In questo lasso di tempo abbiamo trattato, per questa patologia, 390 pazienti, con una
età media di 5214 anni, di cui il 58% erano maschi, il 48% femmine.
Sede anatomica
 141 pazienti (36.1%) regione caviglia-piede
 93 (23.8%) ginocchio
 76 (19.5%) anca
 36 (9.2%) regione polso-mano
 27 (6.9%) gamba
 17 (4.3%) regione spalla-braccio.
Eziologia
Regione caviglia-piede (141 pz): 66% post-traumatica, 28% idiopatica, 3% osteopatica,
2% post-chirurgica, 1% neuropatica
Ginocchio (93 pz): 27% post-traumatica, 53% idiopatica, 14% post-chirurgica, 5%
protesi, 1% neuropatica
Anca (76 pz): 18% post-traumatica, 68% idiopatica, 4% post-chirurgica, 8% protesi, 1%
neuropatica, 1% osteopatica
Regione polso-mano (36 pz): 69% post-traumatica, 3% idiopatica, 25% post-chirurgica,
3% neuropatica
Gamba (27 pz): 59% post-traumatica, 19% idiopatica, 7% post-chirurgica, 4%
neuropatica, osteopatica 11%
Regione spalla-braccio (17 pz): 47% post-traumatica, 41% idiopatica, 12% postchirurgica.
10
Follow-up
Regione caviglia-piede: di 141 sono risultati irreperibili 7, per cui il follow-up riguarda
134 pazienti.
Ginocchio: di 93 sono risultati irreperibili 3 e 1 è stato sospeso, per cui il follow-up
riguarda 89 pazienti.
Anca: di 76 sono risultati irreperibili 4 e 1 è stato sospeso, per cui il follow-up riguarda
71 pazienti.
Regione polso-mano: di 36 è risultato irreperibile 1, per cui il follow-up riguarda 35
pazienti.
Gamba: di 27 è risultato irreperibile 1, per cui il follow-up riguarda 26 pazienti.

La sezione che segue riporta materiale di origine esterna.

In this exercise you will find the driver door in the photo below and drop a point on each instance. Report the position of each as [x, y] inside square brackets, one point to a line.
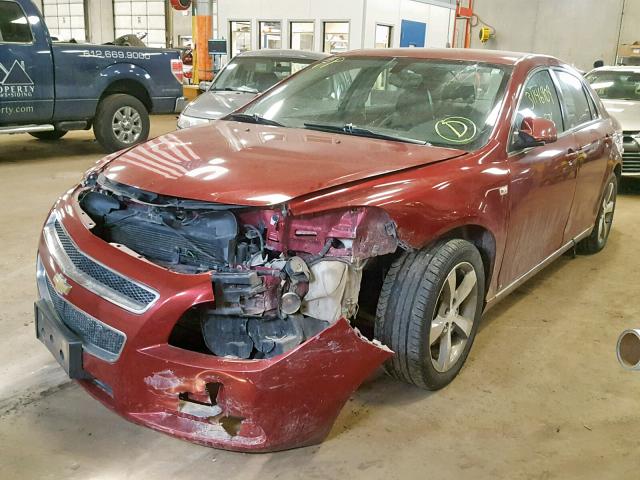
[542, 186]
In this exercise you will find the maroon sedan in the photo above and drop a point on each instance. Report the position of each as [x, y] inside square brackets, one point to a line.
[233, 284]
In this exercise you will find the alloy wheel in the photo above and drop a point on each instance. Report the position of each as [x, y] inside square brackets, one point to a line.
[606, 215]
[453, 318]
[127, 125]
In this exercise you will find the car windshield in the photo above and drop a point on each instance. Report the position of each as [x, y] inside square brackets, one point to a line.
[440, 102]
[616, 84]
[257, 74]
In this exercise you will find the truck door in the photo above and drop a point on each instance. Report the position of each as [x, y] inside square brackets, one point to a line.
[26, 66]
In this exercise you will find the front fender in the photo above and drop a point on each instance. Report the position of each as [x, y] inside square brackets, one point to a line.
[125, 71]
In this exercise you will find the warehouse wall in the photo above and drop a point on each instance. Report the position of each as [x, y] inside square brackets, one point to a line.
[363, 16]
[100, 20]
[577, 31]
[630, 22]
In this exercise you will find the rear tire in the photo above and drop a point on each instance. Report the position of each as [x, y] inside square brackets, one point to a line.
[121, 121]
[50, 135]
[597, 240]
[428, 312]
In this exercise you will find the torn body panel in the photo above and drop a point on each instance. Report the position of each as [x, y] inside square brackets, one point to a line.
[266, 373]
[280, 403]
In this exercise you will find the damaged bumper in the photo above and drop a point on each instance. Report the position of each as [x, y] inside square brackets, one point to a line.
[127, 363]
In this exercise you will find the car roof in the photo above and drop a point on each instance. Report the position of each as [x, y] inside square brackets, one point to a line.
[469, 54]
[617, 68]
[288, 53]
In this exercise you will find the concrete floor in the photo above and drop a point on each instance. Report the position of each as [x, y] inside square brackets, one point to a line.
[541, 396]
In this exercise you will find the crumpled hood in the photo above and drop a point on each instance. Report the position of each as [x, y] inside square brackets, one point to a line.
[214, 105]
[627, 112]
[247, 164]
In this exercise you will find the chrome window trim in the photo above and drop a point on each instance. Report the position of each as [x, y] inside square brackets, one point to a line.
[33, 38]
[43, 291]
[88, 282]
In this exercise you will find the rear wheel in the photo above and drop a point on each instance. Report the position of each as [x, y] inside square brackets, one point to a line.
[50, 135]
[428, 312]
[600, 234]
[121, 121]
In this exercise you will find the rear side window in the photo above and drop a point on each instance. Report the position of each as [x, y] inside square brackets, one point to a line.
[575, 99]
[540, 100]
[14, 25]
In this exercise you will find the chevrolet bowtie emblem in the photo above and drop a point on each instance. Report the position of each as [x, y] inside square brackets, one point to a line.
[60, 284]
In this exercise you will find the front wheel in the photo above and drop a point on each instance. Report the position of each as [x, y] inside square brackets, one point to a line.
[600, 233]
[428, 312]
[121, 121]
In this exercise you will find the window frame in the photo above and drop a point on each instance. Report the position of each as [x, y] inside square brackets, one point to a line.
[259, 32]
[585, 91]
[513, 127]
[324, 33]
[312, 22]
[391, 30]
[230, 22]
[3, 41]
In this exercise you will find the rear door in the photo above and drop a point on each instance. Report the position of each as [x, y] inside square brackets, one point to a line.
[594, 143]
[542, 183]
[26, 66]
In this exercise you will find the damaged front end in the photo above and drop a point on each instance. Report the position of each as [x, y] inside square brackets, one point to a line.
[263, 361]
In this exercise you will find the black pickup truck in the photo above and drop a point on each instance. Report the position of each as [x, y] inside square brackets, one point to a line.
[47, 89]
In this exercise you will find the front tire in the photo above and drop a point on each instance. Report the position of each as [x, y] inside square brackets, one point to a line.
[428, 312]
[49, 136]
[121, 121]
[597, 240]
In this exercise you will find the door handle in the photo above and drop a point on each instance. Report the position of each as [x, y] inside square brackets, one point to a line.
[572, 156]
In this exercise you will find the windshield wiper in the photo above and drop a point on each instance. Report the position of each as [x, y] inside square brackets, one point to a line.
[239, 89]
[350, 129]
[252, 118]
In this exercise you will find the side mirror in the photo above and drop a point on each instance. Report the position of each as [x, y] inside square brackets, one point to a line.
[535, 132]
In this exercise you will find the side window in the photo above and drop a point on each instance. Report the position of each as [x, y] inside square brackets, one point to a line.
[539, 100]
[595, 113]
[575, 99]
[14, 26]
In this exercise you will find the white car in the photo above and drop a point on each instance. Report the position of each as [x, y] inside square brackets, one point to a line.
[619, 89]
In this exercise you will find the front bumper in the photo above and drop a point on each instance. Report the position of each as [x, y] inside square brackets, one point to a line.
[181, 102]
[246, 405]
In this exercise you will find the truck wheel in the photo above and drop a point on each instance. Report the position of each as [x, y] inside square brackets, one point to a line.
[50, 136]
[600, 234]
[121, 121]
[428, 312]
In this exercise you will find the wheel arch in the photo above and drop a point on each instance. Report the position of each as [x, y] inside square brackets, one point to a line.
[617, 170]
[131, 87]
[482, 238]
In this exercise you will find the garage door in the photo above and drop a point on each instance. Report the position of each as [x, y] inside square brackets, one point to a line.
[65, 19]
[140, 17]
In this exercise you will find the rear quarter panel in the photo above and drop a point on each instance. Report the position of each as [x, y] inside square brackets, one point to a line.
[84, 72]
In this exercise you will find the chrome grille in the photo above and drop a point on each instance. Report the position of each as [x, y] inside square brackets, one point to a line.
[139, 296]
[631, 162]
[97, 338]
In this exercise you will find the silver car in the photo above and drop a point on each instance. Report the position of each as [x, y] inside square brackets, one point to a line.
[619, 89]
[242, 79]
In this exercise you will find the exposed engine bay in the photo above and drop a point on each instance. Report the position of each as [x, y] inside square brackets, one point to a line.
[277, 279]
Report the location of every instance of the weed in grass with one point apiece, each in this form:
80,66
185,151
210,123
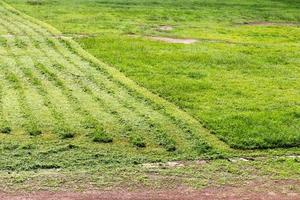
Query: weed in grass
137,141
67,135
34,132
20,44
102,137
5,130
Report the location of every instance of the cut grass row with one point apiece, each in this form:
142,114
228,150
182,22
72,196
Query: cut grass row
232,80
62,93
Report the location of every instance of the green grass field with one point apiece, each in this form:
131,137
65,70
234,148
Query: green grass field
240,80
86,88
62,109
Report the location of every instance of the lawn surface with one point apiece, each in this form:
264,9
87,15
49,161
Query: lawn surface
241,79
61,108
71,122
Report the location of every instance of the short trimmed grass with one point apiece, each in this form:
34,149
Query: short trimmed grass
241,79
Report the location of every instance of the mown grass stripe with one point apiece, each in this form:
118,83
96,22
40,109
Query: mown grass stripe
169,139
163,135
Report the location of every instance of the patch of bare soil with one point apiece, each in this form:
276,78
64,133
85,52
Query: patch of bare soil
256,190
165,28
271,24
174,40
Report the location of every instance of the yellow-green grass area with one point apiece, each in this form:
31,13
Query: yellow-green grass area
240,80
70,121
62,108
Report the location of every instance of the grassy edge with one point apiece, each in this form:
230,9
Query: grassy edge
169,108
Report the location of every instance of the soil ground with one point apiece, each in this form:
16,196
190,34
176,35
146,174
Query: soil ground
274,189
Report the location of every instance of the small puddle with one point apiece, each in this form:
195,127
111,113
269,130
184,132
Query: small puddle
174,40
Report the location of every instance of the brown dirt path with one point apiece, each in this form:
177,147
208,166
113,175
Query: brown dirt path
272,190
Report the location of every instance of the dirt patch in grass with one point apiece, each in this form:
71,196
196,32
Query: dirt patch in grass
165,28
270,24
174,40
273,189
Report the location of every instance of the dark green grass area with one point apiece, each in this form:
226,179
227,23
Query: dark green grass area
241,79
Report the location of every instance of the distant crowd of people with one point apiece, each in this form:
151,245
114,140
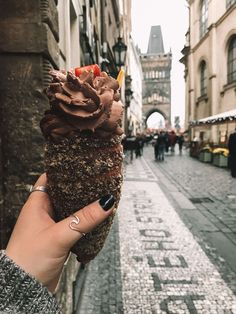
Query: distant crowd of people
163,142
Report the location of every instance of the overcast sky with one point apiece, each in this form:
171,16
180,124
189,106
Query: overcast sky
172,15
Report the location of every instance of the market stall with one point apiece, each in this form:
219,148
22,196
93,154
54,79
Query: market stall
209,137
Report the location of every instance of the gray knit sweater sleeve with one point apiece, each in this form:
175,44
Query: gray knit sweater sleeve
21,293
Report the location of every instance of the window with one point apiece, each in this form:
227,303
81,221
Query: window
229,3
231,66
203,17
203,78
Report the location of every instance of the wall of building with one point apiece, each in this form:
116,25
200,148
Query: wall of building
36,36
212,48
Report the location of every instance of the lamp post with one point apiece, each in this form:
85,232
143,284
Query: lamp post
128,98
120,50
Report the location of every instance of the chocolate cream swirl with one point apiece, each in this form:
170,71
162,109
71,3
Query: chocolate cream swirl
82,104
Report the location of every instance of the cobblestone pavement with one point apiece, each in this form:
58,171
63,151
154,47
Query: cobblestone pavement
158,264
211,215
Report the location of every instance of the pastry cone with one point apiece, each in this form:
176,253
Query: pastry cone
83,153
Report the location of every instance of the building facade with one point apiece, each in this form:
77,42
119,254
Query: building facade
36,36
134,110
156,66
210,68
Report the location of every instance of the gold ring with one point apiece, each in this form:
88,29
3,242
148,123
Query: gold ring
75,221
40,188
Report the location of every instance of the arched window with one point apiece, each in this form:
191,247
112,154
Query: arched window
203,17
203,78
231,66
229,3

Regione spalla-braccio: di 17 è risultato irreperibile 1, per cui il follow-up riguarda 16
pazienti.
Criteri di valutazione
Guarito: risoluzione completa della sintomatologia
Migliorato: riduzione del dolore maggiore del 60% sulla scala di valutazione (VAS)
Invariato: Nessuna modifica del quadro clinico
Peggiorato: Aggravamento del quadro clinico
Risultati
Regione caviglia-piede:
Guarito 31.4%, Migliorato 50.0%, Invariato 16.4%, Peggiorato 2.2%
Ginocchio:
Guarito 41.5%, Migliorato 35.9%, Invariato 18.1%, Peggiorato 4.5%
Anca:
Guarito 40.8%, Migliorato 43.7%, Invariato 11.3%, Peggiorato 4.2%
Regione polso-mano:
Guarito 31.4%, Migliorato 45.7%, Invariato 14.3%, Peggiorato 8.6%
Gamba:
Guarito 34.6%, Migliorato 42.3%, Invariato 23.1%, Peggiorato 0.0%
Regione spalla-braccio:
Guarito 6.2%, Migliorato 62.5%, Invariato 18.8%, Peggiorato 12.5%
Conclusioni
Dalla letteratura e dai risultati da noi raggiunti si evince che l’Ossigeno Iperbarico
rappresenta una terapia efficace nella CRPS. Terapia che va utilizzata nei tempi giusti,
evitando di considerarla “l’ultima spiaggia”, altrimenti i risultati non potranno essere
positivi. Rappresenta, inoltre, la soluzione anticipata dei problemi per il paziente, con
un rapporto costo/beneficio nettamente a favore del secondo.